I wasn’t raised in the Church. I started going to church, Grace Baptist in Sault Ste. Marie, Michigan, as a sophomore in high school. The first Episcopal priest I knew was William Wiedrich. His son Tom was a friend and classmate at Sault High. We played varsity basketball together. Tom was a natural, beautiful jump shooter. Father Wiedrich came to our practices in his clericals. He’d shoot around with us. He rooted for us at games. He preached at my high school baccalaureate. I remember that at the baccalaureate each of us was given a round laminated button on which TUIT was typed. So many people told him they didn’t go to church because they didn’t get around to it, he said. He didn’t want us to ever have that as an excuse.
But back to the diocesan journal. The odds that I would be caught without a book are very small. The odds that the one book in that room would be the Diocesan Journal can’t be much better. Add that to the odds that the book would fall open to that page and that the first words to shine on my eyes would be about the first Episcopal priest I knew and tally it up with the odds that this would happen as I’m waiting to meet the committee that decides if I’ll make any progress toward being priested — it seemed to me then as it seems to me now that the odds against what happened have to be astronomical.
You don’t have to invoke the supernatural to account for any of it.
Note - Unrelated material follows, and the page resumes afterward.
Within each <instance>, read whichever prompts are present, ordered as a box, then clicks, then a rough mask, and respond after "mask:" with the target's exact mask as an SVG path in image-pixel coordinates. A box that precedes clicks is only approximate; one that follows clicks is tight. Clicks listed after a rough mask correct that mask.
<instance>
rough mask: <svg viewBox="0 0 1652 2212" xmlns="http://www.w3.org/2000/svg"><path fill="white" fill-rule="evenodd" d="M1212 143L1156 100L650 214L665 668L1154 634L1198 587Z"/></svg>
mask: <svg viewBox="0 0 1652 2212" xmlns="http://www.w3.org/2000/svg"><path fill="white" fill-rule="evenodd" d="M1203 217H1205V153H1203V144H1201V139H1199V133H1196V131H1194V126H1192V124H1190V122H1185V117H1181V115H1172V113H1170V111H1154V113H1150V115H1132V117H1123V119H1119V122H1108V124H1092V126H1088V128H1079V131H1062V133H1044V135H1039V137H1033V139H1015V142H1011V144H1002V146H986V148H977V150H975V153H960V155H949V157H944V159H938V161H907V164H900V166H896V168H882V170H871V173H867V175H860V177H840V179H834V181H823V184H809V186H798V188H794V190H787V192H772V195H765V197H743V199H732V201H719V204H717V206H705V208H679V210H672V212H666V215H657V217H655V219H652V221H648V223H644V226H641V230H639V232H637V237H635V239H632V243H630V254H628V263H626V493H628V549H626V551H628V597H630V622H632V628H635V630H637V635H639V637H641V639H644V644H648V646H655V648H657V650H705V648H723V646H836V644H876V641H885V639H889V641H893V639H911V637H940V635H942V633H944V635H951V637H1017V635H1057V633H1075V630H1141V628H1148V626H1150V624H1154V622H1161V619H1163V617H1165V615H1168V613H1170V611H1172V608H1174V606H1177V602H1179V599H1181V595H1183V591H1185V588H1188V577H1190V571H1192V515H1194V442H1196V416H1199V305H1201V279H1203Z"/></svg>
Each of those things could have been just a coincidence, as could all of them added up together. A reasonable person could shrug it off as a fluke. Maybe it was. But it is also possible that it wasn’t a fluke, that it was providence, that the Most High was treating me to a drink on the house, letting me peek around the corner into the frontier between the seen and the unseen. I don’t know what you make of it, but I am the world’s leading authority on what I made of it. God was whispering from the wings. What I heard him saying was this. You have been expected. You are on schedule. You are taking the correct turn at the right time.
David Stokes and I talked about it. A woman at the Diocesan House gave me the telephone number of the Diocese of Chicago. When I got back to my study, it didn’t take me a minute to get around to it. I spoke with Bishop Wiedrich.
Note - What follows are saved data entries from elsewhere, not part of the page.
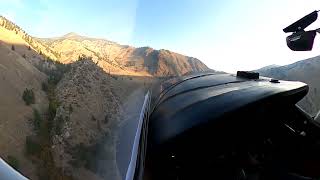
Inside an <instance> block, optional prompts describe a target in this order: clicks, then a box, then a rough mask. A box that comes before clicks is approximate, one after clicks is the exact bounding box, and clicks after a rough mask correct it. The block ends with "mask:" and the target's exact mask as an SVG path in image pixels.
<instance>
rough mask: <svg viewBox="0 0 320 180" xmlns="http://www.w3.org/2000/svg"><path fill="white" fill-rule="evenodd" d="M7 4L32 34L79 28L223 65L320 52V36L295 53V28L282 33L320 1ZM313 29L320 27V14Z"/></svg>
mask: <svg viewBox="0 0 320 180" xmlns="http://www.w3.org/2000/svg"><path fill="white" fill-rule="evenodd" d="M0 2H1V3H2V6H1V7H0V12H2V13H3V14H2V15H3V16H4V17H5V18H7V19H9V20H10V21H12V22H14V23H15V24H17V25H18V26H20V27H21V28H22V29H23V30H25V31H26V32H27V33H28V34H30V35H31V36H35V37H38V38H54V37H61V36H64V35H66V34H68V33H70V32H75V33H77V34H79V35H81V36H86V37H91V38H99V39H105V40H108V41H113V42H116V43H119V44H121V45H129V46H134V47H151V48H154V49H167V50H170V51H173V52H177V53H179V54H183V55H186V56H190V57H194V58H197V59H199V60H201V61H202V62H203V63H204V64H206V65H207V66H208V67H209V68H211V69H214V70H218V71H225V72H231V73H235V72H236V71H237V70H255V69H259V68H262V67H265V66H268V65H272V64H276V65H280V66H282V65H287V64H292V63H294V62H297V61H300V60H303V59H307V58H311V57H315V56H318V55H319V54H320V42H319V41H320V38H319V37H316V39H315V45H314V49H313V51H312V52H293V51H290V50H289V48H287V46H286V44H285V37H286V36H288V35H289V34H285V33H283V31H282V29H283V28H284V27H286V26H287V25H289V24H291V23H293V22H294V21H296V20H298V19H299V18H301V17H303V16H305V15H306V14H308V13H310V12H312V11H313V10H316V9H315V7H318V9H320V2H317V1H308V2H304V6H301V2H299V1H290V0H285V1H279V2H278V1H276V0H272V1H268V2H255V1H253V0H247V1H243V2H236V1H228V2H224V1H207V0H204V1H201V2H200V3H199V2H197V1H195V0H186V1H183V3H182V2H181V1H175V2H170V1H165V2H148V1H146V0H124V1H121V2H118V1H116V0H111V1H108V2H99V1H97V2H94V1H92V2H88V1H79V2H78V1H68V2H64V1H61V0H59V1H56V2H53V3H52V2H50V1H47V0H32V1H28V3H26V2H25V1H23V0H13V1H9V2H8V1H4V0H0ZM270 10H272V11H270ZM86 11H89V12H90V13H83V12H86ZM163 12H165V13H163ZM189 12H192V13H189ZM230 22H232V23H230ZM270 27H271V28H270ZM312 27H314V28H317V27H320V23H319V20H318V21H317V22H315V23H313V24H312V25H311V26H310V28H312Z"/></svg>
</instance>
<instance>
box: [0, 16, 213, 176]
mask: <svg viewBox="0 0 320 180" xmlns="http://www.w3.org/2000/svg"><path fill="white" fill-rule="evenodd" d="M208 70H209V68H208V67H207V66H206V65H204V64H203V63H202V62H201V61H200V60H198V59H196V58H192V57H188V56H184V55H181V54H178V53H174V52H171V51H169V50H163V49H161V50H154V49H152V48H150V47H140V48H135V47H132V46H127V45H120V44H118V43H115V42H112V41H108V40H104V39H97V38H89V37H85V36H81V35H78V34H77V33H68V34H66V35H64V36H62V37H56V38H36V37H33V36H30V35H29V34H28V33H26V32H25V31H24V30H23V29H22V28H20V27H19V26H17V25H16V24H14V23H13V22H11V21H9V20H8V19H6V18H4V17H2V16H0V83H1V86H0V94H1V95H2V96H1V98H0V132H1V136H0V147H1V152H0V156H1V157H2V158H4V159H6V160H7V161H8V162H9V163H10V164H11V165H13V166H15V167H16V169H18V170H19V171H21V172H22V174H24V175H26V176H27V177H29V178H30V179H80V180H81V179H97V180H99V179H119V178H120V177H119V172H118V167H117V164H116V162H115V157H116V144H117V143H118V142H117V133H118V131H119V129H121V128H122V126H124V124H126V123H128V122H129V121H130V119H137V118H138V117H139V113H140V107H141V106H142V105H141V103H142V102H143V97H144V94H145V93H146V90H147V89H148V87H149V86H150V85H151V84H152V83H154V82H155V81H157V80H158V77H163V76H179V75H183V74H191V73H193V72H199V71H208ZM31 92H32V93H31ZM30 93H31V94H32V97H33V99H34V102H32V103H31V104H27V103H26V102H27V100H25V98H24V97H25V94H27V95H26V97H28V98H29V96H31V95H30ZM28 98H27V99H28ZM23 99H24V100H25V101H26V102H24V100H23ZM17 164H19V166H18V165H17Z"/></svg>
As so many things do, all of this relates to football. The Chicago Bears’ linebacker Brian Urlacher suffered a completely dislocated wrist in Lambeau Field the first Sunday of the NFL season. The Green Bay Packers beat the Bears that night, 21 – 15. When Urlacher got back to Chicago, he went directly to the team’s hand and wrist surgeon for an operation, an all night affair early that Monday morning. How do I know? The surgeon, Tom Wiedrich, told me.
Maurice Reeder, M. D.
Today at Saint Francis I officiated the Burial Office for Barbara Reeder, the wife of Maurice Reeder. After the committal at Druid Ridge Cemetery in Baltimore, I told Dr. Reeder that one of the things we have in common is William Beaumont General Hospital in Fort Bliss, Texas. I’d read that he had interned there.
“When were you there?” I asked him. “1958 and 1959,” he said. “Ha. We were there at the same time. I was born in 1959.” “What month were you born?” “May.” “I was there from June of 1958 to June of 1959. At the end of my internship, I concentrated on obstetrics and delivered 150 to 200 babies,” he said. “There’s a good chance that I delivered you.”
So it may be that today I helped a man commend his wife out of this world who fifty years ago brought me into it.